AGENCIA DE NOTICIAS ENLACE JUDÍO MÉXICO – No todas las historias comienzan con el nombre. La mía sí. Siendo hijo de padres polacos, desde el útero, me asignaron un nombre entre raro y muy raro. Anchul fue el nombre que eligió mi madre para honrar la memoria de su hermano. Anchul no es un nombre polaco. Proviene del yiddish, idioma común en la judería de aquellos tiempos, ahora en desuso y casi muerto.

En primero de primaria, cuando los maestros me preguntaban mi nombre, respondía “Anchul”. Una semana después de haberse iniciado el curso, los profesores de español y hebreo, decidieron, con razón, que Anchul, más que un nombre, era  un apodo o algo francamente incomible. Mi primer encuentro desafortunado con mis mentores, al cual siguieron varios miles, se debió a mi nombre. A partir de entonces, desde los seis años, supe, sin hablar con Freud, que mis padres serían los culpables de ciertos descalabros.

—Te llamarás Mijael —me dijo el maestro en un hebreo incomprensible.

—Te llamarás Ángel —me dijo el profesor de primer grado en un español comprensible.

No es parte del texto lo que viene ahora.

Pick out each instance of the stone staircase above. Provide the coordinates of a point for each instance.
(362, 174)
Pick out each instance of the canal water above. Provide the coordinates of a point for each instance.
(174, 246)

Ignoro por qué la Junta de Gobierno de mi escuela decidió sustituir Anchul por Mijael. Comprendo las razones por las cuales Mijael devino Ángel: uno de mis maestros, lector de la Biblia, sabía que Mijael era el  protector del pueblo. A partir de esa idea decidió llamarme Ángel.

Durante la primaria fui un niño feliz. Tenía la suerte de ser Anchul en casa, Mijael en clases de hebreo y Ángel en las de español. No tenía un doble como sucede en la realidad o en los libros de ficción; tenía la gracia de ser, en lugar de una persona, tres personas.

Al finalizar la primaria, el maestro de español nos encargó nuestras actas de nacimiento.

—Es usted un mentiroso —me dijo—. No se llama Ángel, sus nombres son Arnoldo Samuel.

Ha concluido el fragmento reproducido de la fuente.